Motions Filed to Cancel Terrorists' Citizenship

Three terrorists' residency statuses at stake, Interior Minister Gilad Erdan says, including man responsible for 2012 Tel Aviv bus bomb.

Shlomo Pitrikovsky ,

Interior Minister Gilad Erdan
Interior Minister Gilad Erdan
Miriam Alster/Flash90

Interior Minister Gilad Erdan has filed a formal request to Attorney General Yehuda Weinstein to allow the citizenship of three Israelis involved in terror attacks to be revoked, he announced Tuesday afternoon.

"Imagine sitting at home, and then someone breaks in and starts smashing windows, breaking furniture and destroying your china," he explained. "In the end he even sits down and asks for a cup of coffee and cake. Weird, is not it?

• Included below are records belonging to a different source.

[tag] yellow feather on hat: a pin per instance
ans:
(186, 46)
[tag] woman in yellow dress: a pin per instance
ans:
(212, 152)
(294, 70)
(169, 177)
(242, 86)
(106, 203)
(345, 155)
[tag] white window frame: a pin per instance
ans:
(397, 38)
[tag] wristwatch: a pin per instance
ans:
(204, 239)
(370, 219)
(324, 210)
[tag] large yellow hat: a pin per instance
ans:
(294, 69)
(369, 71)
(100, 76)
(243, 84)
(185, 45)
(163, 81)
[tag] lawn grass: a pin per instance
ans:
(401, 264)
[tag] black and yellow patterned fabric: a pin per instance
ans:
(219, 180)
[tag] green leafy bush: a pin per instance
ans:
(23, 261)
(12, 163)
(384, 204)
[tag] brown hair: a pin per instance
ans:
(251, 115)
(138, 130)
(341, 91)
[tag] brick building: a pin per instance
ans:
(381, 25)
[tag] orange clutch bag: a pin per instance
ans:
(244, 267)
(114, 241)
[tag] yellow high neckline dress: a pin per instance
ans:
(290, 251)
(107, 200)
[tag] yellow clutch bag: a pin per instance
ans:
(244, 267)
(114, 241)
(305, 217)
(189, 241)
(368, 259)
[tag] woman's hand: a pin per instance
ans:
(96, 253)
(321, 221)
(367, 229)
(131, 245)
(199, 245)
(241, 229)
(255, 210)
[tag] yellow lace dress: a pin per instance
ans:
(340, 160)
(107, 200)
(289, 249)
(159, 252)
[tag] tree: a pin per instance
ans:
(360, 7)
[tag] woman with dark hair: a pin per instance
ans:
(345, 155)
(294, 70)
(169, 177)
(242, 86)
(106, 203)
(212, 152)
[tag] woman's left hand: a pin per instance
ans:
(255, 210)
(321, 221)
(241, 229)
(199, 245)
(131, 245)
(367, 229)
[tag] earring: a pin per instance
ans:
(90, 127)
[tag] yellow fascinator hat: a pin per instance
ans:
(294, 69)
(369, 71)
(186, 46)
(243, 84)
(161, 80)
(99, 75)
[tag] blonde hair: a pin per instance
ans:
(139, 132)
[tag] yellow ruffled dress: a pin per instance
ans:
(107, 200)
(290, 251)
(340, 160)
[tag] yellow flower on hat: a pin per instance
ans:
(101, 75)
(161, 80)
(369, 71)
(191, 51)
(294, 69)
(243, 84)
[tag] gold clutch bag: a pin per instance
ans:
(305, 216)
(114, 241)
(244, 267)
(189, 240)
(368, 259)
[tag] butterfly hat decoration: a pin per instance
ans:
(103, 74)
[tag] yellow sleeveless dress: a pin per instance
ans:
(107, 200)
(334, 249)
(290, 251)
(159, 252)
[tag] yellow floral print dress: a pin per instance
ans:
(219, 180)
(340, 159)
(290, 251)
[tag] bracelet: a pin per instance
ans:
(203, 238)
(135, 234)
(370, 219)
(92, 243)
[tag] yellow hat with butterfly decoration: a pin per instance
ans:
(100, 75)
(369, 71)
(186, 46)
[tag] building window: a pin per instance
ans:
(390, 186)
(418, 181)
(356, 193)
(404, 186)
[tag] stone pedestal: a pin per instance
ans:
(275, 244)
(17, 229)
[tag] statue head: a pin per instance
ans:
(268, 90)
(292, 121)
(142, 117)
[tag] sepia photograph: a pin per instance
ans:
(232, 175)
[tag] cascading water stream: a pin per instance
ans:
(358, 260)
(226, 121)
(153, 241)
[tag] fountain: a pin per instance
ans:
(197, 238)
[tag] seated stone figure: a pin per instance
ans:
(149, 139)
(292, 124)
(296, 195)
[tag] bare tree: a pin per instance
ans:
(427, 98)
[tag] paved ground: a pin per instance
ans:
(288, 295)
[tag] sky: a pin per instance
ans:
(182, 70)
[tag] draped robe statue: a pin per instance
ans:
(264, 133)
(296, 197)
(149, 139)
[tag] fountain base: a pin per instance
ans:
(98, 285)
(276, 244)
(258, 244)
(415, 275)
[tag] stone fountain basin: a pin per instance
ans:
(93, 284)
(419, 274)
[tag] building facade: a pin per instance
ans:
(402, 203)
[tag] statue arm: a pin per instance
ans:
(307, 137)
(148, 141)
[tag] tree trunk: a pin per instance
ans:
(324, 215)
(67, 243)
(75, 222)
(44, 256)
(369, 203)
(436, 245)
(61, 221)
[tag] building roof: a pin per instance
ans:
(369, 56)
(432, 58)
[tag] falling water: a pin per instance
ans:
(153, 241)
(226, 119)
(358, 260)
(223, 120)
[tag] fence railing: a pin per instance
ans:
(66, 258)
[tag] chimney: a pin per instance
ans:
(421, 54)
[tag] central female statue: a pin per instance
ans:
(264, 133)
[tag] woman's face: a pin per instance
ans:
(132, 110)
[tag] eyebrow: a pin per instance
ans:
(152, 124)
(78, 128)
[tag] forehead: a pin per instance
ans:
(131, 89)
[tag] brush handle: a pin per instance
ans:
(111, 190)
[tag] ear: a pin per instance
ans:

That's pretty much the situation with terrorists Arab citizens of Israel. and certainly it is time to end it."

"Today I asked the attorney general to submit my name in a report to repeal the citizenship of three Israeli civilians, who were involved in attacks and acts of terror against Israel," he continued. "My request is based on Article 11 of the Citizenship Law, according to which the Minister of Interior may apply to the court to cancel the Israeli citizenship for civilians who have been deemed to have been guilty of a breach of trust." 

Those three terrorists include Muhammed Faraj, who was involved in a Tel Aviv bus bombing in 2012; and arch-terrorists Dorgam Mahaj'na and Orsan Assad, who have been involved directly and indirectly in terrorist acts.

"Anyone involved in terrorism and anyone who commits serious crimes against the people of Israel for nationalistic reasons cannot continue to carry Israeli citizenship and enjoy the rights that come with it," Erdan said. "Anyone who thinks to engage in terrorism should also know that he will not enjoy the benefits of the state and its citizens."

"It is important to clarify that Jewish citizens in similar cases will be exposed to these measures and sanctions," he added. 

The Interior Minister announced recently that he was examining the possibility of expanding his powers to expel Arab terrorists from Jerusalem, precisely by revoking their residency permits.

Last month, he cancelled the permanent residency status of Mahmoud Nadi, the driver for the suicide bomber responsible for the bombing at the Dolphinarium Disco in Tel Aviv in June 2001. That attack killed 21 people and wounded over 100 others.

Weeks later, he also expelled Nadia Abu Jamal, the wife of one of the two Arab terrorists who attacked a Har Nof synagogue in Jerusalem, murdering four Jews at prayer and a police officer, on similar grounds.